A suo tempo ci era sembrato abnorme che Craxi si fosse convinto che era meglio morire in esilio volontario piuttosto che rischiare il carcere e il processo in Italia (gli erano evidentemente ben chiare sia la realtà delle carceri che quella della giustizia), così come ci era apparsa poco credibile l’accusa ad Andreotti di collusione mafiosa. Non ci sembravano cose normali.
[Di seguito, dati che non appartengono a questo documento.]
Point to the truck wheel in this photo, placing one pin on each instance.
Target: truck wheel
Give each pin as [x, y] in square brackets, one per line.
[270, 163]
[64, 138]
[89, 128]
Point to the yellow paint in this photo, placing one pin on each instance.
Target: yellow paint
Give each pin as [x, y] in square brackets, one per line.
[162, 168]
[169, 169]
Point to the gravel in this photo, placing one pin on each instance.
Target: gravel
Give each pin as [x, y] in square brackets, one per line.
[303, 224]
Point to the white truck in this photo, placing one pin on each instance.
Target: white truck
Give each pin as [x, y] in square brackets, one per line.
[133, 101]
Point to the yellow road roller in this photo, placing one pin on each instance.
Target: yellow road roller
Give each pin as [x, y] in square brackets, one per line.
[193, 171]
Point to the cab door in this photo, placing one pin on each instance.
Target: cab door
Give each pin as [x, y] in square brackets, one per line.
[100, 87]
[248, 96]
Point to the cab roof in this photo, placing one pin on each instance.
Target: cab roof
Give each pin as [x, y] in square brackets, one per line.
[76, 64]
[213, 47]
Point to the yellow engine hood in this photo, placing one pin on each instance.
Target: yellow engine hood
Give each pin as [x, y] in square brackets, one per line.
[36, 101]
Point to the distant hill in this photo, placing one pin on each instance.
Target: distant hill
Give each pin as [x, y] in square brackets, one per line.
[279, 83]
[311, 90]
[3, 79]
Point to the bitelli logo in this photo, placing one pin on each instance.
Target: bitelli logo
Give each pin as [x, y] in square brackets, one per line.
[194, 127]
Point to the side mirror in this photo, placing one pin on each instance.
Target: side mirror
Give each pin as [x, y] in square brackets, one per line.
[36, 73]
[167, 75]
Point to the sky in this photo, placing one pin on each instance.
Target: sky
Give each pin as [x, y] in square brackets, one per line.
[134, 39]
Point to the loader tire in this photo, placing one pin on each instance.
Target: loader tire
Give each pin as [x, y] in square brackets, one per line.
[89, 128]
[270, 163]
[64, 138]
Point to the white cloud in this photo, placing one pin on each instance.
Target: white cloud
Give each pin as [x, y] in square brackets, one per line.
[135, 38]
Ci sbagliavamo, perché con Tangentopoli e l’indebolimento della politica si era man mano affermato il potere politico-giudiziario della magistratura. La cui conseguenza pratica si chiama giustizialismo, nome brutto di più brutta cosa, per parafrasare Salvemini. Di fatto, non ci si limitava a perseguire i reati più o meno presunti né a colpire, a ragione o a torto, personaggi di spicco, ma si smontava senza troppi complimenti l’assetto stesso della cosiddetta prima repubblica. Molti magistrati da allora hanno promosso inchieste alla prova dei fatti inconsistenti, ma che almeno in partenza hanno fatto clamore (si pensi ad esempio alle numerose iniziative giudiziarie contro Berlusconi) producendo da una parte visibilità mediatica per gli accusatori e disdoro e danni per gli accusati. I più noti in tal senso sono certamente Henry John Woodcock e Antonio Ingroia, ma la schiera degli “imitatori” è fitta, come fitti sono i loro flop.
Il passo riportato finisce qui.